# Mesh tape debate



## KennMacMoragh (Sep 16, 2008)

Capt-Sheetrock said:


> Simple,,, its NEVER okay to use mesh:thumbsup:


I've seen you post in every one of these threads saying that, "Never use mesh". But to me that's just closed minded, on remodel jobs the most time consuming task is mud and taping. The time saved is the obvious benefit to using mesh. So if there is a way to do quality work, with no call backs while using mesh, then it's worth looking into. 

That's why it's important; on one of my recent remodel jobs the lady had all her furniture jammed in the living room, waiting for me to mud and tape a couple bedrooms. It wasn't in her best interest to have me spend more time fiddling with paper tape dragging the job out longer, I wanted to get it done and get paid too. Yet I want to leave a quality job, but I'm still not convinced that mesh will guaranty cracks. 

You say you've done drywall since 1973 and claim mesh always causes cracks. Myron, the guy that wrote the book, has been doing it since 1981. I don't know if your eight years experience on him will make a difference. But maybe all the cracks you've seen were done over cut edge seams, or over doors, I don't know.


----------



## KennMacMoragh (Sep 16, 2008)

Aaron111 said:


> KennMacMoragh answer to the mesh dilema KennMacMoragh what are you taping a patch, repair or new install??? let me know I can answer that one easily .....


This isn't about a particular job, I am a remodeler so I just do small drywall work and patching.


----------



## TulsaRemodeler (Nov 24, 2009)

Capt-Sheetrock said:


> Simple,,, its NEVER okay to use mesh:thumbsup:


I agree, paper rules. If you like mesh then you havent quite figured it out. Also one might note, sheetrock has paper covering huh?


----------



## angus242 (Oct 20, 2007)

TulsaRemodeler said:


> Also one might note, sheetrock has paper covering huh?


True but DensArmor doesn't. (If you were referring to my comment)


----------



## TulsaRemodeler (Nov 24, 2009)

angus242 said:


> True but DensArmor doesn't. (If you were referring to my comment)
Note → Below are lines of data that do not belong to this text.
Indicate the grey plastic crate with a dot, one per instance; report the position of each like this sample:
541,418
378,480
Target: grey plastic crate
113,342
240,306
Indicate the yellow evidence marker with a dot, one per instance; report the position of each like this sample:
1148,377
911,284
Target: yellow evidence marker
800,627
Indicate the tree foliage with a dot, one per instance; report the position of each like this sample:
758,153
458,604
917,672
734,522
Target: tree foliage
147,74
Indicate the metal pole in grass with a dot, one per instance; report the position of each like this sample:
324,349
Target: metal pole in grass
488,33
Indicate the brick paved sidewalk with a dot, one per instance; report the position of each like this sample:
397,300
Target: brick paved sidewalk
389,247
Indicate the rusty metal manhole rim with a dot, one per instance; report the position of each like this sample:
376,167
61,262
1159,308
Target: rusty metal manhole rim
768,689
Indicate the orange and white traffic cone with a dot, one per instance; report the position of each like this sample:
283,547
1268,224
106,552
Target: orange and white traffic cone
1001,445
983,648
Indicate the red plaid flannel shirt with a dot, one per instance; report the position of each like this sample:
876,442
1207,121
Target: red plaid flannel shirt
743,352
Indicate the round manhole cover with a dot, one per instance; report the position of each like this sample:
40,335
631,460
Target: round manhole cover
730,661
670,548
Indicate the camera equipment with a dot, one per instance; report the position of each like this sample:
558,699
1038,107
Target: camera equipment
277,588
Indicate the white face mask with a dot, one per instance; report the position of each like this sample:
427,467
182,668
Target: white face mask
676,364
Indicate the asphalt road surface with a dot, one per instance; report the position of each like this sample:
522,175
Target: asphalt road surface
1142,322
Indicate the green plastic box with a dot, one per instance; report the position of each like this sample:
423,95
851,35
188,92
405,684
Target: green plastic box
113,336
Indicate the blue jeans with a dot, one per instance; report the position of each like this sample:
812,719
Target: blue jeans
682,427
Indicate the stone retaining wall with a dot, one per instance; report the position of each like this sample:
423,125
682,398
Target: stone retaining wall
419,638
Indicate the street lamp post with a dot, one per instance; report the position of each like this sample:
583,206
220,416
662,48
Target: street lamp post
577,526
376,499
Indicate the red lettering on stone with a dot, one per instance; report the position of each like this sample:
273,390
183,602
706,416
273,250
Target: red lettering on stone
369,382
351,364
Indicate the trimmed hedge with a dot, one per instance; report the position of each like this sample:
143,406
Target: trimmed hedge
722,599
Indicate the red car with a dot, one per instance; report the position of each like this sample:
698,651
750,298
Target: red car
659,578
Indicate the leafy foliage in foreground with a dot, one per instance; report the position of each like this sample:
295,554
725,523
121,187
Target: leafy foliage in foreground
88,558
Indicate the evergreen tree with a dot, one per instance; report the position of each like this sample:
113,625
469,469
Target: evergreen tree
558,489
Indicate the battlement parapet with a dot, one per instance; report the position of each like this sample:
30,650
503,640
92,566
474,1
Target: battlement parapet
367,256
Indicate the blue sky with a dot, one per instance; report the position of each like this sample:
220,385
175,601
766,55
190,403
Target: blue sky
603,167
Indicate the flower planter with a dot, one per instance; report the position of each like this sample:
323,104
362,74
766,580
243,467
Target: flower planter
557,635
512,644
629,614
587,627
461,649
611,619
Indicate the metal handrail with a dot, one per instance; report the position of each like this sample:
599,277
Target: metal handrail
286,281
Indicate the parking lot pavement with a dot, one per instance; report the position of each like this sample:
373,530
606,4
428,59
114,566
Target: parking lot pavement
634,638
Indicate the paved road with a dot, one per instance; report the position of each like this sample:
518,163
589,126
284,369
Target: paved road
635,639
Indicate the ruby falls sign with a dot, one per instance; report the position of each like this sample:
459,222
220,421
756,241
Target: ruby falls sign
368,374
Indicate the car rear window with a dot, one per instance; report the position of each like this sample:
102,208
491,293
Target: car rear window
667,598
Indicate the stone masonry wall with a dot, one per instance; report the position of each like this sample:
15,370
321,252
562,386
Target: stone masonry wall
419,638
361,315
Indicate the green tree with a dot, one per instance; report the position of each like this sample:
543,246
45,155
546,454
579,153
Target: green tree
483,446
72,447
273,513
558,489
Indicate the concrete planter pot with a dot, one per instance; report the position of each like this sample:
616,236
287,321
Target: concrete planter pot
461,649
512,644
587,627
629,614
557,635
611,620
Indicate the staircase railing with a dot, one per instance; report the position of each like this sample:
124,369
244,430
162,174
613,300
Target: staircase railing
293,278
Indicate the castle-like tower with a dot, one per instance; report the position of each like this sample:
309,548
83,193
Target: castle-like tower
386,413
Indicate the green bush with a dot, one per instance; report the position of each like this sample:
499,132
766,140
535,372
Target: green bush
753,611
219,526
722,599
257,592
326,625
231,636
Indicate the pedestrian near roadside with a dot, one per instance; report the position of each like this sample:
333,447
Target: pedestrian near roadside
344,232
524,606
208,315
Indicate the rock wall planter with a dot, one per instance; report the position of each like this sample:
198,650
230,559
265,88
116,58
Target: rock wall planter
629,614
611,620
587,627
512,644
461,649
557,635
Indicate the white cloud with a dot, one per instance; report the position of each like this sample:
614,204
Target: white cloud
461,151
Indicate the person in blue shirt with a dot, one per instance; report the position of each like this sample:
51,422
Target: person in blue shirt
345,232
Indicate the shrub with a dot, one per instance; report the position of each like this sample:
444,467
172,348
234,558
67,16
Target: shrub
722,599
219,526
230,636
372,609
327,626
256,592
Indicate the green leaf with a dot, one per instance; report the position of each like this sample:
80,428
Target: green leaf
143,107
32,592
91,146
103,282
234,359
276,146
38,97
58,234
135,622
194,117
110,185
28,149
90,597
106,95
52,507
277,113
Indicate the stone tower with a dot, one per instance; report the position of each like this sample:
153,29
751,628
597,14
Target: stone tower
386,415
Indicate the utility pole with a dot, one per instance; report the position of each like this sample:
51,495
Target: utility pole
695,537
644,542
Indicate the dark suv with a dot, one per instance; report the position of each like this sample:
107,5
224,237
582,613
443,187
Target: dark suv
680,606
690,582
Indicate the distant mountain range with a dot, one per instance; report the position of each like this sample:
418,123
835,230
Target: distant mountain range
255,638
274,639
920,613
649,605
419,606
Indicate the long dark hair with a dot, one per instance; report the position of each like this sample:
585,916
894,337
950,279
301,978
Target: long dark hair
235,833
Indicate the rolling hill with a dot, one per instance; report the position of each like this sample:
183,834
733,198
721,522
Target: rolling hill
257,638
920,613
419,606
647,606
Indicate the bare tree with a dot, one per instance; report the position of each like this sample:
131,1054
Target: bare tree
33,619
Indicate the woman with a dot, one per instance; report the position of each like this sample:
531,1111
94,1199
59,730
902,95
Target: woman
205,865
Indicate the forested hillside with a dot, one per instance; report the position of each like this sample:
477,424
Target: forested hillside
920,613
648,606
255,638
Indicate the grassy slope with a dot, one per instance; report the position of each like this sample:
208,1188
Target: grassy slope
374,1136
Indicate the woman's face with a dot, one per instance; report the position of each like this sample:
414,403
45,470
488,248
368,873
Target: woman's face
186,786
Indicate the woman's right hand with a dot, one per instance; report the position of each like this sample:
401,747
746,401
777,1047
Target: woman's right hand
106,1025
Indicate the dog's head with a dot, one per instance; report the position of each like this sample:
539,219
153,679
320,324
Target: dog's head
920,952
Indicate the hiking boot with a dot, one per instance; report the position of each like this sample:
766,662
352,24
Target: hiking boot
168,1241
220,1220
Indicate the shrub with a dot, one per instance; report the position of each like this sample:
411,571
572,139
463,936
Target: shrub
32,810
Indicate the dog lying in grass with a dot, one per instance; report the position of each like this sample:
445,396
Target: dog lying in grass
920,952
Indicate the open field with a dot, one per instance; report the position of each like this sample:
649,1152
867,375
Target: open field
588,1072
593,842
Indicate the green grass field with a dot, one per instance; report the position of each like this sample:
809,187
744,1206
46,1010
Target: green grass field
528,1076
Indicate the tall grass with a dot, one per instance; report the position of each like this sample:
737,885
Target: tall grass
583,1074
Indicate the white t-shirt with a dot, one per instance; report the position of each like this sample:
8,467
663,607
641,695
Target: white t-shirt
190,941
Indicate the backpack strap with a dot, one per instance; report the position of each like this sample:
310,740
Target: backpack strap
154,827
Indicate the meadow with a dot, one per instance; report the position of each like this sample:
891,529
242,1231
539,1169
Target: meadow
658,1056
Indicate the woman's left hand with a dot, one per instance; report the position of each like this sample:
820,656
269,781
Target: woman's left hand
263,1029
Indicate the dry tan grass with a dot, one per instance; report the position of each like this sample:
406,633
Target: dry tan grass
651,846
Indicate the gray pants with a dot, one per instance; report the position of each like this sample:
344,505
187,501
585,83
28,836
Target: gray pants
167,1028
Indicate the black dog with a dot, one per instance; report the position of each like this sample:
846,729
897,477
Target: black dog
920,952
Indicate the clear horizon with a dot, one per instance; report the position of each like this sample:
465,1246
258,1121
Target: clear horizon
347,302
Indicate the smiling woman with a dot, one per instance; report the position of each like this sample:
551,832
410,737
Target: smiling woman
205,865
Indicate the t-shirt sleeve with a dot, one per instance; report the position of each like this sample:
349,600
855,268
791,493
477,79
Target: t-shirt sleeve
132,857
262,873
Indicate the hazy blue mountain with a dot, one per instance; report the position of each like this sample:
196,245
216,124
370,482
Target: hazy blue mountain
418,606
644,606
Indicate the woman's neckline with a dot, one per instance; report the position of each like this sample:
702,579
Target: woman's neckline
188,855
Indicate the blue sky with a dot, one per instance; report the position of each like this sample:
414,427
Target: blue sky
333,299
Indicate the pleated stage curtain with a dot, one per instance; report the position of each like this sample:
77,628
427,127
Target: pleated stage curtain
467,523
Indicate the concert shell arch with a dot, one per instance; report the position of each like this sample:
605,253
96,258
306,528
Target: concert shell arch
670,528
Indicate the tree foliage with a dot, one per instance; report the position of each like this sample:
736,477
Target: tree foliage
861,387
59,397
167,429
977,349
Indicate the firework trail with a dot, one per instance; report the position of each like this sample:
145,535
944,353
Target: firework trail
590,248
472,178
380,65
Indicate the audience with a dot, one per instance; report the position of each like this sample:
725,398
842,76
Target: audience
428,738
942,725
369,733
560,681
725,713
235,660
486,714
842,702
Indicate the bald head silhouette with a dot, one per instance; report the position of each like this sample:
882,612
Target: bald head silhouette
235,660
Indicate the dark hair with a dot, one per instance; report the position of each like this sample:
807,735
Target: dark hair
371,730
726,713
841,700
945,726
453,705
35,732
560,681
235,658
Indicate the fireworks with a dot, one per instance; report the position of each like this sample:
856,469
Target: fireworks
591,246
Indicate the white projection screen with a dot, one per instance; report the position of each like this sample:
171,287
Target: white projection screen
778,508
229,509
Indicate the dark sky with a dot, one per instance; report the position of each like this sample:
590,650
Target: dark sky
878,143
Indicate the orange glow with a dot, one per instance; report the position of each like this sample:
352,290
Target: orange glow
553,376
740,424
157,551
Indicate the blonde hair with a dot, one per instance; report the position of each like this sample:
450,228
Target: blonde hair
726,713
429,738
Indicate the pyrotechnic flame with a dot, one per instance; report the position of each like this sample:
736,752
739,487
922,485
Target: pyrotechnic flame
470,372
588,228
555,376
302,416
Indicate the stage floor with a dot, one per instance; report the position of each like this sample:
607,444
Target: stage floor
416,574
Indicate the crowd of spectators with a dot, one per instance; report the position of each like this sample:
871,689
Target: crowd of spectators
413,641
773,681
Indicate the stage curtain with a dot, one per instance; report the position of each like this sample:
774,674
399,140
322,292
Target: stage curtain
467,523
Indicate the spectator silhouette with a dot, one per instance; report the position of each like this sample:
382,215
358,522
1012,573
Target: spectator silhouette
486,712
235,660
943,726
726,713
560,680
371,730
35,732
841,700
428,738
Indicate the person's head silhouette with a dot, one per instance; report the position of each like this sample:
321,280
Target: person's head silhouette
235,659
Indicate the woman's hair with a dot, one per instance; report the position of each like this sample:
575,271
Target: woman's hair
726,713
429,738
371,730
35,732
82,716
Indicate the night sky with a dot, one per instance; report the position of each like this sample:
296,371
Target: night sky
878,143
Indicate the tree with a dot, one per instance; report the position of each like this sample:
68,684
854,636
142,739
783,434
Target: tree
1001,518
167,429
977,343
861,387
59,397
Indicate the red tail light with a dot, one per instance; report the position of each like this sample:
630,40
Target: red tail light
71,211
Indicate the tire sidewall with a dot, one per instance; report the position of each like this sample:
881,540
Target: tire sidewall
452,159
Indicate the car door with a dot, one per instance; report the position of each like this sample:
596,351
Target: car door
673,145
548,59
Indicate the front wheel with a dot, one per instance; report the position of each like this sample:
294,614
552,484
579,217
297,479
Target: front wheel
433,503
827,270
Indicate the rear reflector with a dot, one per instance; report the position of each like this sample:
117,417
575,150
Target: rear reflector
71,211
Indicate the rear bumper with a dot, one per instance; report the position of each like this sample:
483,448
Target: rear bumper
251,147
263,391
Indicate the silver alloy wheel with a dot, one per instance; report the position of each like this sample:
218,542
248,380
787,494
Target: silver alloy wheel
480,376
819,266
I wasnt, not even famaliar with DensArmor. I just like paper tape.


----------



## bdoles (Sep 11, 2007)

The one thing I hate about paper is the occasional bubble. It never fails that I end up cutting it out and just mudding it up. Mesh = no bubbling. I just had a sheetrock crew hang/finish (37 sheets) a room for me and they left bubbles everywhere, needless to say I was pissed and they didn't seem to see what the problem was! They have been added to the "do not use" list of subs.


----------



## TulsaRemodeler (Nov 24, 2009)

bdoles said:


> The one thing I hate about paper is the occasional bubble. It never fails that I end up cutting it out and just mudding it up. Mesh = no bubbling. I just had a sheetrock crew hang/finish (37 sheets) a room for me and they left bubbles everywhere, needless to say I was pissed and they didn't seem to see what the problem was! They have been added to the "do not use" list of subs.


Sorry you had hacks, not that hard to use paper tape properly.


----------



## Capt-Sheetrock (Aug 8, 2007)

KennMacMoragh said:


> I've seen you post in every one of these threads saying that, "Never use mesh". But to me that's just closed minded, on remodel jobs the most time consuming task is mud and taping. The time saved is the obvious benefit to using mesh. So if there is a way to do quality work, with no call backs while using mesh, then it's worth looking into.
> 
> That's why it's important; on one of my recent remodel jobs the lady had all her furniture jammed in the living room, waiting for me to mud and tape a couple bedrooms. It wasn't in her best interest to have me spend more time fiddling with paper tape dragging the job out longer, I wanted to get it done and get paid too. Yet I want to leave a quality job, but I'm still not convinced that mesh will guaranty cracks.
> 
> You say you've done drywall since 1973 and claim mesh always causes cracks. Myron, the guy that wrote the book, has been doing it since 1981. I don't know if your eight years experience on him will make a difference. But maybe all the cracks you've seen were done over cut edge seams, or over doors, I don't know.


 If I said that mesh always CAUSES cracks, I apoligize, it DOESN"T cause cracks, it just DOESN"T do anything to fix cracks!!! Mesh is flexible, it moves with the wall, how can that cover a crack?? hold a piece of mesh in your two hands, wiggle it, it moves anyway you want it too. See paper COVERS the crack. so any hairline crack the comes, stays behind the tape, it doesn't TELEGRAPH through it,,,understand? The job you described above,, if you don't know how to use paper, just rub the crack down below the surface and cover it with hot mud, that will hold JUST AS GOOD AS MESH,, ya see, its the hot mud, not the mesh,,, let me re-iterate, the mesh does absolutely NOTHING


----------



## bdoles (Sep 11, 2007)

TulsaRemodeler said:


> Sorry you had hacks, not that hard to use paper tape properly.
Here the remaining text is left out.